Polarized Emission From Four Supernova Remnants In The THOR Survey

TL;DR

This study investigates the polarization and Faraday rotation in four supernova remnants using THOR survey data, revealing small-scale magnetic structures and internal Faraday effects with detailed polarization characteristics.

Contribution

First detailed polarization and Faraday rotation analysis of these supernova remnants at L-band, highlighting small-scale magnetic field variations and internal Faraday rotation effects.

Findings

Detected polarization in three SNRs with varying fractional polarization.

Observed significant small-scale variation in Faraday depth and polarization.

Identified bimodal Faraday depth distribution indicating complex magnetic structures.

Abstract

We present polarization and Faraday rotation for the supernova remnants (SNRs) G46.8-0.3, G43.3-0.2, G41.1-0.3, and G39.2-0.3 in L-band (1-2 GHz) radio continuum in The HI/OH/Recombination line (THOR) survey.
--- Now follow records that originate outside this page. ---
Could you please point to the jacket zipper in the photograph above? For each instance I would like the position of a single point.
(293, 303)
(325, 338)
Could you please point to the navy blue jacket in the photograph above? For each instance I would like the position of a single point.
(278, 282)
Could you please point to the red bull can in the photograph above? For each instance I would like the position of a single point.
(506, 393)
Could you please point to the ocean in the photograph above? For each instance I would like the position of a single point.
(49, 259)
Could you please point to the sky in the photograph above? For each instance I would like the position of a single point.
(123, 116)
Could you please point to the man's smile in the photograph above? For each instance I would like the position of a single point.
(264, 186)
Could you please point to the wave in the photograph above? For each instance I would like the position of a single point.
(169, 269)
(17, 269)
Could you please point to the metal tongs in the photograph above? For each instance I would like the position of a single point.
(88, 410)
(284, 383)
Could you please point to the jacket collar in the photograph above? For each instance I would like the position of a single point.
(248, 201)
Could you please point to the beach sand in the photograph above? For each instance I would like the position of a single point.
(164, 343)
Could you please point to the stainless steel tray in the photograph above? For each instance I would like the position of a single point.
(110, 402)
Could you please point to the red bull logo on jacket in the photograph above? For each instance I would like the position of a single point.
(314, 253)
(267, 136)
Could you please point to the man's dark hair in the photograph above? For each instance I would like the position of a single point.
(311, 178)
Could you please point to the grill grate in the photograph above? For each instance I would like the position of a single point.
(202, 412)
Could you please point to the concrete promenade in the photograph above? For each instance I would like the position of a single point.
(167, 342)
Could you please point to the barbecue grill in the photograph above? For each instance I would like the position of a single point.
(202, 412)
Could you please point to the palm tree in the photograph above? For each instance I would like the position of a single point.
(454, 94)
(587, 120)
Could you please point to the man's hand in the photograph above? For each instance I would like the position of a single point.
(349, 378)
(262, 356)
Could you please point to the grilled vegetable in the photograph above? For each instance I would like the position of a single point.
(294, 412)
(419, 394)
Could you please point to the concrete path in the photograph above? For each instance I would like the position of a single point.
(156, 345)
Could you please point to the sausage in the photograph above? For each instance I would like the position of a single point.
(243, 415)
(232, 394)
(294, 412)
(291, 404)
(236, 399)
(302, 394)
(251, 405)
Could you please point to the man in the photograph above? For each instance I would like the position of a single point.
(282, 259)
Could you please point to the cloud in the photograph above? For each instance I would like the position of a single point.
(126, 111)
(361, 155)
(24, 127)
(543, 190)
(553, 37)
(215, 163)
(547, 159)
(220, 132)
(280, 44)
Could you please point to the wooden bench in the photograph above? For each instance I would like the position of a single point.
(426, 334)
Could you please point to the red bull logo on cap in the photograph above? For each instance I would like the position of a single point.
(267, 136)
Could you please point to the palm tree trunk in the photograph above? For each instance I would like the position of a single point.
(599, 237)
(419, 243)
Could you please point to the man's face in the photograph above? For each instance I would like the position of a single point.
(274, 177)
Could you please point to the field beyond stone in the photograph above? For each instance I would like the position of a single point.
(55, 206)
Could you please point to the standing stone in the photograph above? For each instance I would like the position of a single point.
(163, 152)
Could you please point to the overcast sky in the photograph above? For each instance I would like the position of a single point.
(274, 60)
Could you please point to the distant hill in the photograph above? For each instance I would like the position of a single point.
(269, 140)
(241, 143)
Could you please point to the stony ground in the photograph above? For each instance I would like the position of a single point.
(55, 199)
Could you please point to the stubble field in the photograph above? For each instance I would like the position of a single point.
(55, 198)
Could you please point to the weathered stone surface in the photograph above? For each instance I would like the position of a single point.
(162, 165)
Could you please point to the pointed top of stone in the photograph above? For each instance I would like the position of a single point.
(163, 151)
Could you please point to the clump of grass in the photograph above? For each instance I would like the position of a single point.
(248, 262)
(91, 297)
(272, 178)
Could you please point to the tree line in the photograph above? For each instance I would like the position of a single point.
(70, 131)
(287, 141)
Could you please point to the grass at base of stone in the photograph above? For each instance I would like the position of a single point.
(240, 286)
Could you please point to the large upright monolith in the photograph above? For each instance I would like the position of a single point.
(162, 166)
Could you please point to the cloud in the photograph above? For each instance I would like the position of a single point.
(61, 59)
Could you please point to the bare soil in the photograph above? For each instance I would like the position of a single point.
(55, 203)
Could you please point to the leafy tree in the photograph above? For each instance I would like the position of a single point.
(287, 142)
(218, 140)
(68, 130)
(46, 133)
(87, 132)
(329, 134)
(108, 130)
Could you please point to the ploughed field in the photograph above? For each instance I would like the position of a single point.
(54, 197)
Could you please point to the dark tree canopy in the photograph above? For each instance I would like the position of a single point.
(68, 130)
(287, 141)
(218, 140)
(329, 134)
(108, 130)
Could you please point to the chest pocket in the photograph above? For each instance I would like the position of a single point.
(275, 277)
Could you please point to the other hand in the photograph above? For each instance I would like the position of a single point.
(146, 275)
We detect polarization from G46.8-0.3, G43.3-0.2 and G39.2-0.3 but find upper limits at the 1% level of Stokes I for G41.1-0.3. For G46.8-0.3 and G39.2-0.3 the fractional polarization varies on small scales from 1% to ~6%. G43.3-0.2 is less polarized with fractional polarization <~3%. We find upper limits at the 1% level for the brighter regions in each SNR with no evidence for associated enhanced Faraday depolarization. We observe significant variation in Faraday depth and fractional polarization on angular scales down to the resolution limit of 16". Approximately 6% of our polarization detections from G46.8-0.3 and G39.2-0.3 exhibit two-component Faraday rotation and 14% of polarization detections in G43.3-0.2 are multi-component. For G39.2-0.3 we find a bimodal Faraday depth distribution with a narrow peak and a broad peak for all polarization detections as well as for the subset with two-component Faraday rotation. We identify the narrow peak with the front side of the SNR and the broad peak with the back side. Similarly, we interpret the observed Faraday depth distribution of G46.8-0.3 as a superposition of the distributions from the front side and the back side. We interpret our results as evidence for a partially filled shell with small-scale magnetic field structure and internal Faraday rotation.